Ironically, the Northwest Evaluation Association (NWEA) website has a clean and inviting format, implying that the test is a simple and uplifting experience. It’s not.
“We put people and partnership first,” the website says. “We focus on students.”
The NWEA test creators probably thought they were being helpful and transparent by posting a student’s score at the end of each test, but showing a percentile score with no context makes things worse. There is no summary of the student’s performance and no explanation as to what their score means. “Obviously, there is normal test-taking anxiety,” sophomore Zoe Healy said. “But it is another feeling entirely when it shows you what placement you are in and causes feelings of doubt to set in.”
Science teacher Kristen Cruz said these adaptive tests are new this year. “The idea with these tests is for teachers to compare results, for schools to compare results, and to see how our students are progressing over the years,” she said.
Okay. We understand the goal. These adaptive tests enable teachers to do their jobs by identifying what their students need to learn. Sounds harmless. The students we spoke to, however, said they felt anything but supported. “Testing overall stresses me out,” freshman Leila Montanez said. “I lose some of my confidence, especially the longer the test is.”
Fresh from summer break, we were expected to stay sharp for 7 hours of class. Throwing in a collection of standardized tests made for a painful back-to-school welcome.
For sophomore Elizabeth Sherman, the biggest challenge when testing was having nothing to do in her classes after finishing because teachers had postponed lessons during the week of testing. “I just sat there in my classes if I finished early,” she said.

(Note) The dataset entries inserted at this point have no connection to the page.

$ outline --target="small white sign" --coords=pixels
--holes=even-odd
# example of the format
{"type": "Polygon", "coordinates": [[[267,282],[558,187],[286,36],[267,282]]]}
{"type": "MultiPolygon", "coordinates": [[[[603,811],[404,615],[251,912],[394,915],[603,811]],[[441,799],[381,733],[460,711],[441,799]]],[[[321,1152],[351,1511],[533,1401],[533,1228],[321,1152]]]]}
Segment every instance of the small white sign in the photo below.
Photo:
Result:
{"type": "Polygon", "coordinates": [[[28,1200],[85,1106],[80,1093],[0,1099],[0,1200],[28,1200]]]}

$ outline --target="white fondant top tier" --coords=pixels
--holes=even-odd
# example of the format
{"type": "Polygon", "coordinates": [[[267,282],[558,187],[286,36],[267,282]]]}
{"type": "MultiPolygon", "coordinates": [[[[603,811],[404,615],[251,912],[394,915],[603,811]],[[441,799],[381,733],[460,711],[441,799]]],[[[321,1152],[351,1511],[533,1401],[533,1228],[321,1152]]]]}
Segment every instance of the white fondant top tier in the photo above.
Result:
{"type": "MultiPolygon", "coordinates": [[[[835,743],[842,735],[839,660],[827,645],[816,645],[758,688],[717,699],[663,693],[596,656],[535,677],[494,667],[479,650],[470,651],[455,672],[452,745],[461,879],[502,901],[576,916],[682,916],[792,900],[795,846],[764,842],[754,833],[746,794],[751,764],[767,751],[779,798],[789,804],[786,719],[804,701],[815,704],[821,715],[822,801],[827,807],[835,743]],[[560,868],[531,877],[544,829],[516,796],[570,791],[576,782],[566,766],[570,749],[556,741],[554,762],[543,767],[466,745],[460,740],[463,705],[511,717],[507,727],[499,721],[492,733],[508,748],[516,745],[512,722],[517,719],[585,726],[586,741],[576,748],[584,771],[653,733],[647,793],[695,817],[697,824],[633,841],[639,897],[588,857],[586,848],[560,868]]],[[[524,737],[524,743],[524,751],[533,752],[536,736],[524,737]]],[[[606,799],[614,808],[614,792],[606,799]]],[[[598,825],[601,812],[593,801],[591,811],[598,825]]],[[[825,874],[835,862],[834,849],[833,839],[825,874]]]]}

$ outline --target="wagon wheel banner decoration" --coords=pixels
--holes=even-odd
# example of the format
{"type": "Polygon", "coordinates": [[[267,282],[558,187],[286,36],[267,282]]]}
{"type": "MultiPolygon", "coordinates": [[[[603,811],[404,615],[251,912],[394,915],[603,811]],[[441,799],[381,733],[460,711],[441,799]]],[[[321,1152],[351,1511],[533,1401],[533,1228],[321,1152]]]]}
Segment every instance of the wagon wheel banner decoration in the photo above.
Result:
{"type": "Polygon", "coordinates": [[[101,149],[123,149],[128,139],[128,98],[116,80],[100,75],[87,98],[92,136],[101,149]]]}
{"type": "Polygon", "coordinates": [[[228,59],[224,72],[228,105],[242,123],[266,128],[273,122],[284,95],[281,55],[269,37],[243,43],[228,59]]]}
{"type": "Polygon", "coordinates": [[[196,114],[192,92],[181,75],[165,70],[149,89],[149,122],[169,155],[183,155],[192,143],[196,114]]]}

Because the test did not count for a grade, it’s hard to measure how seriously students approached the assessments. Between students fretting over their academic performance, or being bored out of their minds, it is safe to say that the NWEA adaptive test was a missed opportunity for the district to gauge what students really needed.
The FJUHSD prioritized the NWEA tests over activities that teachers had planned to get us comfortable with the new environment. Thus, teachers had to push their lesson plans behind schedule. This predicament highlights how the district prioritized measuring students’ knowledge before teaching them content.
Biology teacher Jaimee Rojas found that testing reduced time that could have been spent on learning. “I had to take things out from my lesson plan in order to make room [for MAP Growth],” Rojas said. “It takes away a lot of instructional time. It makes me wonder, what are we valuing? The test or student learning?”
We wholeheartedly agree.
Ideally, the district will throw away the tests and come up with a new way to track student progress. But if we’re stuck with the tests, it would be nice to make them last one class period instead of taking two or three days.
If the school values our mental health, those in charge will reconsider how and when students take these assessments. After all, feeling positive about taking a test is just as important as the skills being measured.